Leme da Silveira Cintra, Sebastião
LEME DA SILVEIRA CINTRA, SEBASTIÃO
Second Brazilian cardinal; b. Espirito Santo do Pinhal, São Paulo, Jan. 20, 1882; d. Rio de Janeiro, Oct. 17, 1942. After becoming a priest on Oct. 10, 1904, he served in São Paulo as assistant pastor, seminary professor, director of the Catholic daily, A Gazeta do Povo, and cathedral canon. He was consecrated auxiliary bishop to Cardinal Joaquim arcoverde de albuquerque cavalcanti, of Rio de Janeiro, in 1911. In 1916 he became archbishop of Olinda, Pernambuco, where he actively supported the press and religious instruction. He did much to promote priestly vocations and Eucharistic weeks, founded the Catholic Confederation to coordinate Catholic Action associations, and rebuilt the cathedral and episcopal palace. His pastoral letter of 1916 on religious ignorance and its remedies aroused nationwide concern for its frankness in the treatment of religious indifference and the inefficiency of the Catholic majority.
As coadjutor bishop of ailing Cardinal Arcoverde, he launched, in 1923, the Catholic Confederation of Rio de Janeiro, which, together with the significant manual, Acão Católica, set the policy of future Catholic Action. The same year he was the president of the first National Eucharistic Congress, which invigorated the Catholicism of Rio de Janeiro. In 1924 he was instrumental in reopening the diocesan seminary, which had been closed for 16 years. He organized spiritual retreats for the laity, instituted the Social Week of Catholic Action in 1928, and promoted the construction of the huge statue of Christ the Redeemer overlooking the city from Mount Corcovado. Dom Leme succeeded Arcoverde as archbishop of Rio de Janeiro in 1930 and went to Rome to receive the cardinal's hat. During his difficult term, he sought to attack directly the evils already outlined in his 1916 pastoral letter, and his principal fighters were intellectuals transformed into defenders of the faith. These intellectuals, stimulated by the cardinal, associated themselves with the "Centro Dom Vital" and the periodical Ordem, founded by Jackson Figueiredo, and extended their influence into various sectors of national life.

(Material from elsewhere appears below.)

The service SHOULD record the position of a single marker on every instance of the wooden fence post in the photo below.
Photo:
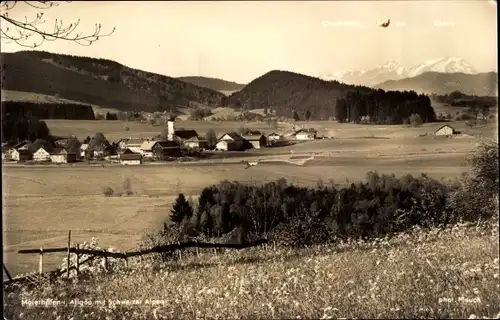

During the revolution fostered by the state of São Paulo against Getúlio Vargas in 1932, Leme acted with diplomatic decision. The cardinal obtained promises from the Constitutional Assembly for the abolition of certain anti-Catholic laws and their replacement by Catholic ones. He founded the Catholic Electoral League (LEC), which supported candidates who attacked divorce and secularism in the schools and who favored chaplaincies for the Armed Forces and hospitals. Owing to pressure from the cardinal's Catholic Confederation, women received the right to vote, and the Constitution of 1934 acquired a Christian foundation. Leme organized and was named papal legate of the important Brazilian Plenary Council of 1939, which modernized ecclesiastical legislation for the Church in Brazil. His last important act was the foundation of the Catholic University of Rio de Janeiro in 1941.
Bibliography: l. pessoa raja gabaglia, O cardeal Leme, homem de coração (Rio de Janeiro 1945). g. schubert, ed., A província eclesiâstica do Rio de Janeiro (Rio de Janeiro 1948). i.m. r. do santo rosario, O cardeal Leme (Rio de Janeiro 1962).